Lorsque vous sentez la volonté de Dieu et l’appétit sensitif se disputer la possession de votre cœur, vous devrez, pour faire triompher en vous la volonté divine, prendre les moyens suivants. Dès que les mouvements de l’appétit sensitif s’élèvent en vous, opposez-leur une vigoureuse résistance, de peu qu’ils n’entraînent à leur suite la volonté supérieure.

Ces premiers mouvements apaisés, réveillez-les en vous pour les réprimer avec plus de force et de vigueur. Provoquez-les ensuite à un troisième combat, afin de vous accoutumer à les repousser avec horreur et dédain. Ces deux derniers moyens sont excellents pour dompter les appétits désordonnés, hormis pourtant les passions charnelles dont nous parlerons en un autre endroit.

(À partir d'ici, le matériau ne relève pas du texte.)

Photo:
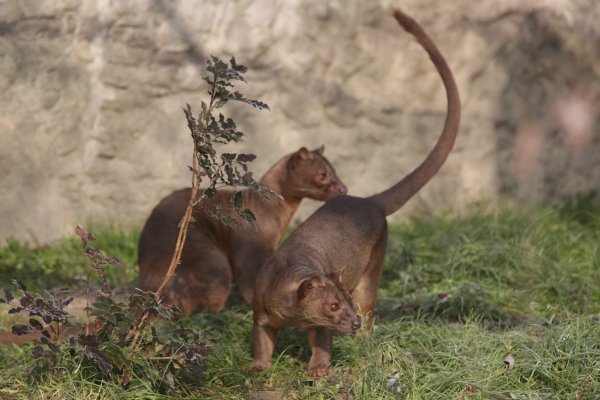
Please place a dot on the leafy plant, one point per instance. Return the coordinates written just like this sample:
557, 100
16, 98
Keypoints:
109, 347
119, 338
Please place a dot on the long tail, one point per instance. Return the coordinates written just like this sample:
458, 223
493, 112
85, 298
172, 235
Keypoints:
393, 198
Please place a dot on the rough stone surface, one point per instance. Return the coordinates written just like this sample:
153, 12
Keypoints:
91, 92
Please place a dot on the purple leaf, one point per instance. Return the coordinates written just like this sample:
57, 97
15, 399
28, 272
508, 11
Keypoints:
21, 330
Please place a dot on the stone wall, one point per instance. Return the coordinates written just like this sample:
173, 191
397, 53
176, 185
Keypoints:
91, 126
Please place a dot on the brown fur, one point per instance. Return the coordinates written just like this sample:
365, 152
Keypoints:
213, 252
341, 247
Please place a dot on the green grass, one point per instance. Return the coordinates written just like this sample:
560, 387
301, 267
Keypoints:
458, 295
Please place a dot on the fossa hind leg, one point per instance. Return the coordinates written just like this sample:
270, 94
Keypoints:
364, 294
202, 282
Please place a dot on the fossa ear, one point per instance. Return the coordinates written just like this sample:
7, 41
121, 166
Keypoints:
309, 285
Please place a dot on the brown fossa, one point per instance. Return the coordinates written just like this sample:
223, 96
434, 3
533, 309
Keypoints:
214, 253
328, 271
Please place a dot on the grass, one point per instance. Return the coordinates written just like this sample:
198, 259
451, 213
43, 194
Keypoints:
458, 296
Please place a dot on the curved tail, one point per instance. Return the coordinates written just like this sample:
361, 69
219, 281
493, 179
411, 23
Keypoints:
392, 199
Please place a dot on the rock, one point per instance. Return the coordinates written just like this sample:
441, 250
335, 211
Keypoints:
91, 94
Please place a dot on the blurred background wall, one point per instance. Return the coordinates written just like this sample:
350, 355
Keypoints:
91, 127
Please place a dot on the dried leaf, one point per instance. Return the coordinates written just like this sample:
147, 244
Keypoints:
20, 285
37, 352
125, 379
84, 235
89, 340
8, 296
237, 201
509, 361
248, 215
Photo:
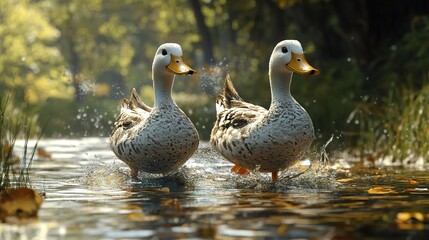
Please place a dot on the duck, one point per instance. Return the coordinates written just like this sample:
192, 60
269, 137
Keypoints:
157, 139
267, 140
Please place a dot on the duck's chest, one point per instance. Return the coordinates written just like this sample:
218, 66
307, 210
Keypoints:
169, 123
288, 125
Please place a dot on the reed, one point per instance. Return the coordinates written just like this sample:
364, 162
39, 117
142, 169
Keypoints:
14, 169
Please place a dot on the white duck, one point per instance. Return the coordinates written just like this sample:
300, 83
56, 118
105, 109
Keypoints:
270, 140
162, 138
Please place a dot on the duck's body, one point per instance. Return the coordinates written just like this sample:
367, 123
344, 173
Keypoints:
158, 139
270, 140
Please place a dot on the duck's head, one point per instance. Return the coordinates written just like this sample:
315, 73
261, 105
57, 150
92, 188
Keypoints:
169, 59
288, 56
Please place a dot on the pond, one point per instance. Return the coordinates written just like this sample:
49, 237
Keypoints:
89, 195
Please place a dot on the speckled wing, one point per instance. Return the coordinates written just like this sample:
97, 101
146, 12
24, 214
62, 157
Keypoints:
133, 111
233, 112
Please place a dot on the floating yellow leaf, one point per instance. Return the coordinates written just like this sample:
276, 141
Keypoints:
381, 190
412, 181
20, 202
410, 220
409, 217
345, 180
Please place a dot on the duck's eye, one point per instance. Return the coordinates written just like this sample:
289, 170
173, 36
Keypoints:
284, 50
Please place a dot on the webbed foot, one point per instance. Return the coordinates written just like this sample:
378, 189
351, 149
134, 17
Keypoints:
239, 170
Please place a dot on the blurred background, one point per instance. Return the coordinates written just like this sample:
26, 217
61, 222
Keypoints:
70, 62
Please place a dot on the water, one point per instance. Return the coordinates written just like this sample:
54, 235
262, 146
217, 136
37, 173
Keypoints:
89, 195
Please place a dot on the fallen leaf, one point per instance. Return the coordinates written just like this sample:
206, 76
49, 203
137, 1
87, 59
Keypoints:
413, 182
345, 180
409, 217
19, 202
381, 190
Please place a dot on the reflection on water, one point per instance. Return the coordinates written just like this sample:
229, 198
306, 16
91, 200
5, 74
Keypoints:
89, 195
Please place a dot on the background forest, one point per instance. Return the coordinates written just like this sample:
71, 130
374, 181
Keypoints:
69, 62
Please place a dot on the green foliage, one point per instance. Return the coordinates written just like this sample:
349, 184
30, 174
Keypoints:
74, 60
396, 127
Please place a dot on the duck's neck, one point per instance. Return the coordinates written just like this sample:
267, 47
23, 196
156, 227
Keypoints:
162, 85
280, 88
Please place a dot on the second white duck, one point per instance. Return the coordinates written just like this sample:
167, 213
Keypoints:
270, 140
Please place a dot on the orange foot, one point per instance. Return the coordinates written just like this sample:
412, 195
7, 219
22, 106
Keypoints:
274, 176
134, 173
239, 170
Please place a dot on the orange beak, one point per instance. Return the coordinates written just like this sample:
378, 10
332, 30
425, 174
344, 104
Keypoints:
178, 66
299, 64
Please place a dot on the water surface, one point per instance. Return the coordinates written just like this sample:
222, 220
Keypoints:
89, 195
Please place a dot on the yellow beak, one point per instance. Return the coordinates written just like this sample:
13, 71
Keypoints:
178, 66
299, 65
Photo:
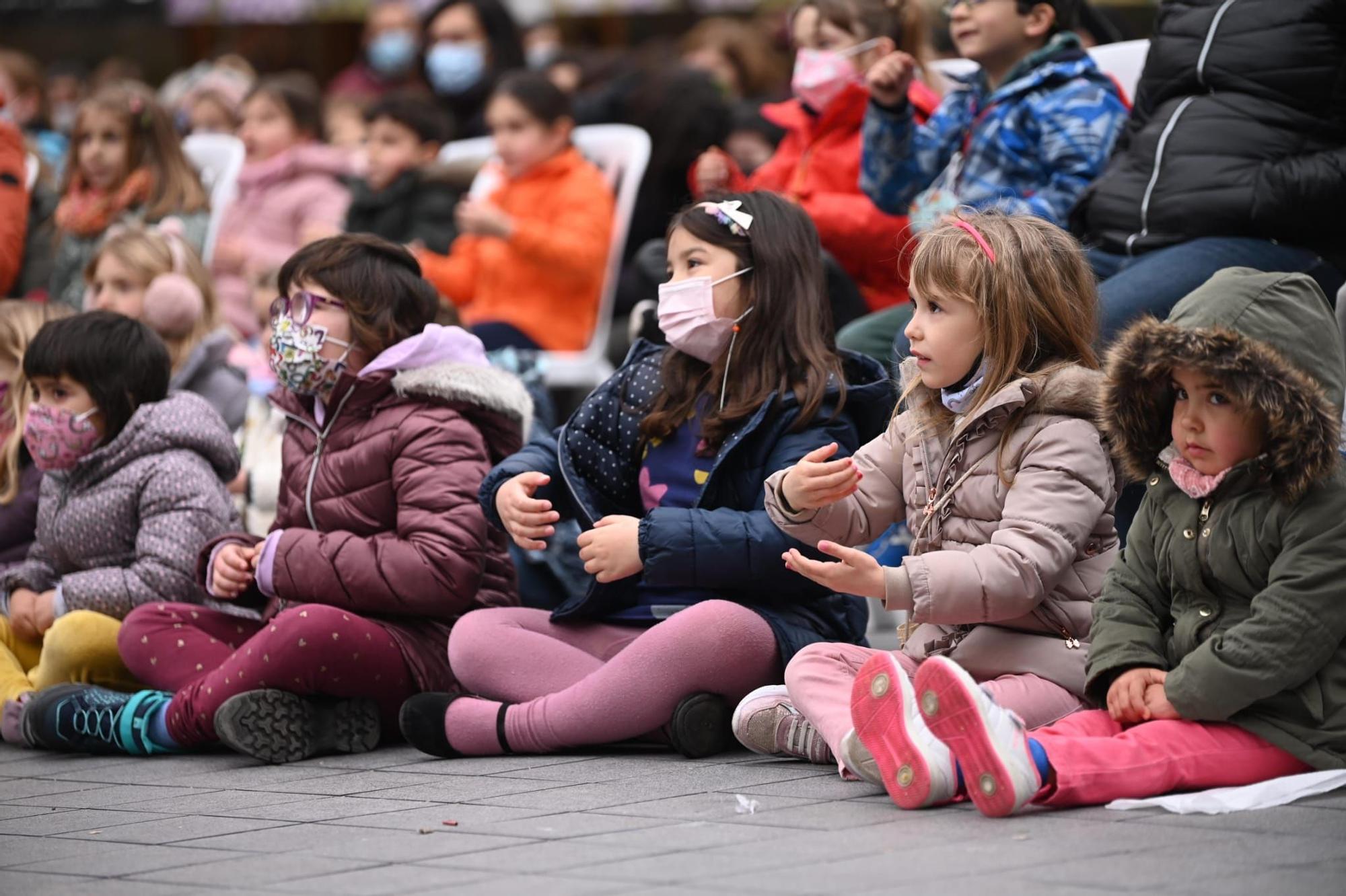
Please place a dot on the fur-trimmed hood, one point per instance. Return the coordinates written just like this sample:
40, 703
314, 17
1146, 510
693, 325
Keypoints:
1271, 340
1069, 391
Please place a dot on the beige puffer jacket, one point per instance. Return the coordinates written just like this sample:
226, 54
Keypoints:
1001, 578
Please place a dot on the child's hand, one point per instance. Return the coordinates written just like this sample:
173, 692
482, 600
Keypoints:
890, 79
1158, 706
527, 520
713, 173
858, 574
1127, 696
484, 220
612, 551
45, 611
22, 614
816, 482
234, 571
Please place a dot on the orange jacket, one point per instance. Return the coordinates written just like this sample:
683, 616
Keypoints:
818, 166
547, 278
14, 205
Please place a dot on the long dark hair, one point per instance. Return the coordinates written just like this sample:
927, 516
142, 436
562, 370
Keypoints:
784, 346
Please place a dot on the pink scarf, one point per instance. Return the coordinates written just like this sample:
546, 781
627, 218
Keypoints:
1192, 481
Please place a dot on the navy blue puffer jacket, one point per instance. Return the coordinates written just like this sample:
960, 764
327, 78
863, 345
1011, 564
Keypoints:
725, 548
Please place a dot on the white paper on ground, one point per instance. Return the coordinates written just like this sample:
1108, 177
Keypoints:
1278, 792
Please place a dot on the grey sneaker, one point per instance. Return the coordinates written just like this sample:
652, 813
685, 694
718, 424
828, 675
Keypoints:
768, 723
859, 761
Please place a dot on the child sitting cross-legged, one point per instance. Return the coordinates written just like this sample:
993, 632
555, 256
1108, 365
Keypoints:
1217, 641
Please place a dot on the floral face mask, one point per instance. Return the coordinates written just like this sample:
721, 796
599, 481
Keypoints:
295, 360
57, 438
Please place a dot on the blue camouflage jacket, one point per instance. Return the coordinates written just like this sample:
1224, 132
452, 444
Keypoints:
1032, 146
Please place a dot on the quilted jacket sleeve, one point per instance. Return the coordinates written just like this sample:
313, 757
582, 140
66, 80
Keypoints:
1133, 614
431, 566
734, 550
901, 158
182, 508
1298, 622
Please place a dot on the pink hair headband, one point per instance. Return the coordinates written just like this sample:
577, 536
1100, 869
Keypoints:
977, 235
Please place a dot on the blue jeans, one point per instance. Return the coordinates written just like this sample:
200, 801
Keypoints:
1154, 282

Enfin, produisez des actes opposés aux passions que vous voulez vaincre. Un exemple éclaircira ma pensée. Vous êtes, je suppose, porté aux mouvements d’impatience. Si vous êtes bien recueilli en vous-même et attentif à ce qui se passe dans votre intérieur, vous remarquerez que ces mouvements s’attaquent sans relâche à la volonté supérieure pour la faire fléchir et obtenir son consentement. Usez alors du premier moyen que nous avons indiqué ; opposez à chacun de ces mouvements une résistance opiniâtre, et faites tous vos efforts pour empêcher la volonté d’y donner son consentement.

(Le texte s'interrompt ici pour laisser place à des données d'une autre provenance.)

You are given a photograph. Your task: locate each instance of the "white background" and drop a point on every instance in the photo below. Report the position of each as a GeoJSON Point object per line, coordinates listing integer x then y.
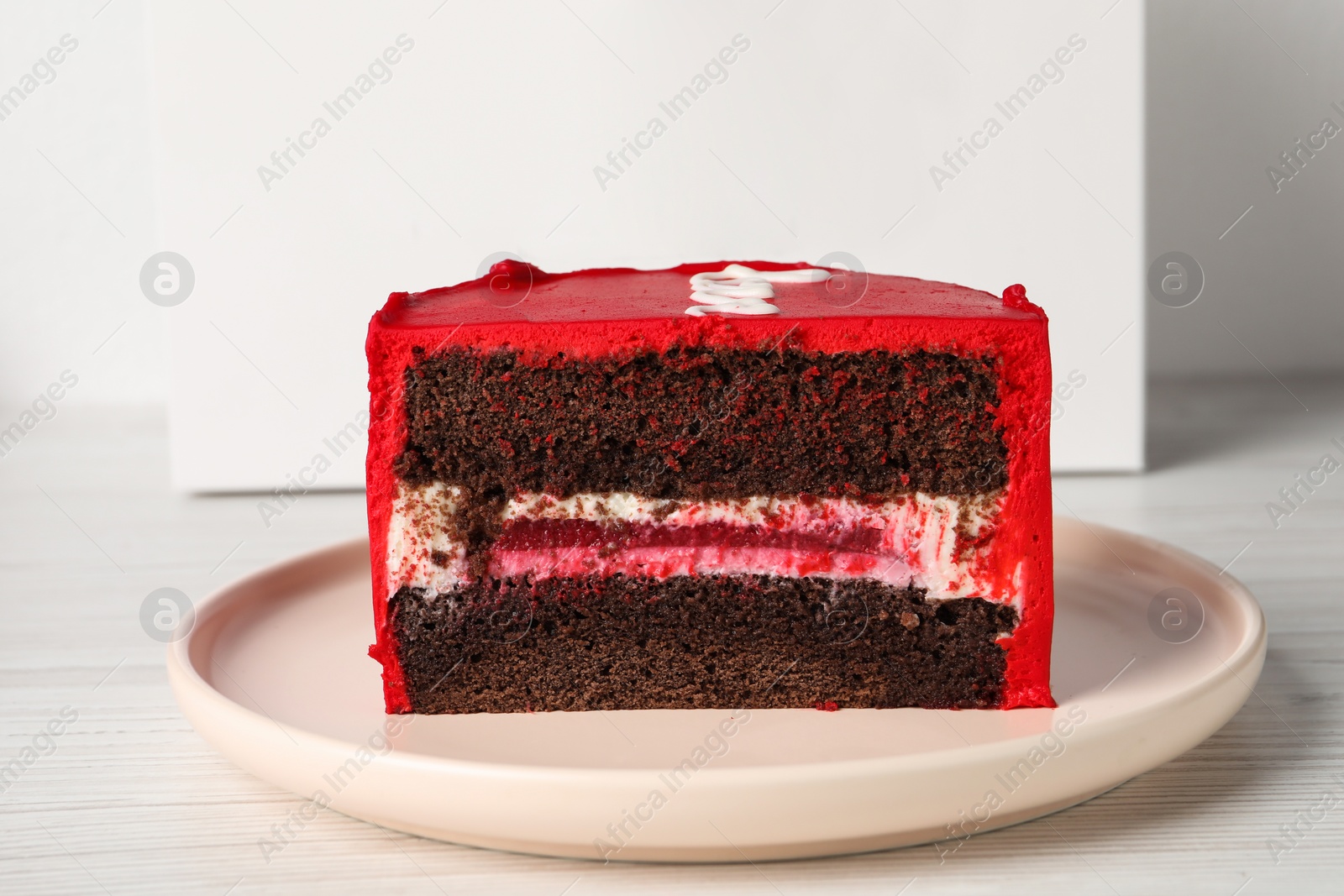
{"type": "Point", "coordinates": [1229, 89]}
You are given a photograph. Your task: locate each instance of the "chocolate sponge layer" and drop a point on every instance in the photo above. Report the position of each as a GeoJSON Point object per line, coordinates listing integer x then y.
{"type": "Point", "coordinates": [754, 641]}
{"type": "Point", "coordinates": [705, 423]}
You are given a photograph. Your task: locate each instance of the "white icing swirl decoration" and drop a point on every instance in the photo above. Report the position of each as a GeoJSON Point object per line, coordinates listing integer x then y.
{"type": "Point", "coordinates": [738, 289]}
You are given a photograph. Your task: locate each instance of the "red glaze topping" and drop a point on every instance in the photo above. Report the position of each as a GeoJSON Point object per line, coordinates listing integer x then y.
{"type": "Point", "coordinates": [517, 291]}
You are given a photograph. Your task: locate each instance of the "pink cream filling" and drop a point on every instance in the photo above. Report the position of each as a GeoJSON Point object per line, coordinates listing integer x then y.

N’abandonnez pas la lutte avant que l’ennemi, abattu et terrassé, vous ait rendu les armes. Mais voyez la malice du démon. Lorsqu’il s’aperçoit que nous résistons courageusement aux mouvements d’une passion quelconque, il cesse de les exciter en nous, et cherche même à les apaiser. Il veut par là nous empêcher d’acquérir, à l’aide de cet exercice, l’habitude de la vertu contraire, et nous faire tomber dans les pièges de la vaine gloire et de l’orgueil, en nous insinuant qu’il ne nous a fallu, comme aux vaillants soldats, qu’un instant pour faire tomber l’ennemi à nos pieds. Vous passerez donc au second combat : vous rappellerez à votre mémoire et réveillerez en vous-même les pensées qui vous ont excité à l’impatience, et quand vous sentirez l’émotion gagner la partie sensitive, vous en réprimerez les mouvements avec un redoublement de force et de vigueur.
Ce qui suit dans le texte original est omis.